Environmental and Urban Economics – Commuting Cost Arithmetic
When people work in the suburbs, will they save many gallons of gasoline if they move to the center city? Yes, they will be closer to their center city friends and stores but they will still need to reverse commute by car to their jobs (unless they can ride the Google Bus from Center City San Fran to Mountainview).
So this raises the question of whether high gas prices will push employers to move back to the center city? Employers who need land (think of Google) will be unlikely to want to rent out 35 stories of a skyscrapper.

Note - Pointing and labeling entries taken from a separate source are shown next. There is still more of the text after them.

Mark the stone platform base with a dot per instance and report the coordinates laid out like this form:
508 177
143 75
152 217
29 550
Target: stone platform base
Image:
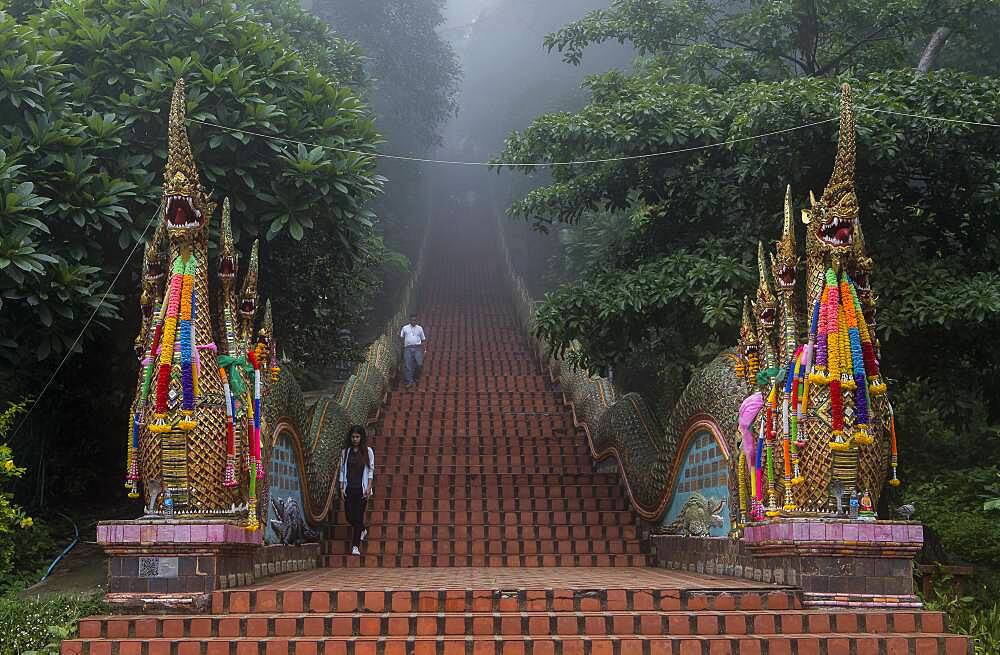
175 565
836 563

Total One Way commute cost = price of a gallon of gas + hourly wage
Case #1: you make minimum wage = 5 + 7 = 12 and the share of expenditure on gas = 5/12
Case #2: Ivy League graduate = 5 + 100 = 105 and the share of expenditure on gas = 5/105
So this simple example highlights how the wage can swamp the price of gas for the high skilled but for the less educated, gas is a huge part of the commute cost.
Interesting point. CBDs tend to attract highly talented workers, who tend to earn higher salaries. So, will those people have the incentive to move closer? Probably not much. However, there are plenty of middle wage workers who commute to CBDs, and may be tempted to locate closer. But, a firm that desires to attract the most talented workers will most likely locate in the CBD anyway. Thus, I wouldn’t expect as much difference in firm location preference, compared with the shifts in housing location preference.
Those who work in suburban locations may end up moving closer to their jobs, making living patterns more compact near those job centers. While, some may switch jobs and work somewhere closer to home. Nonetheless, as the post states, few who work in the suburbs will decide to move to the city to save on gas.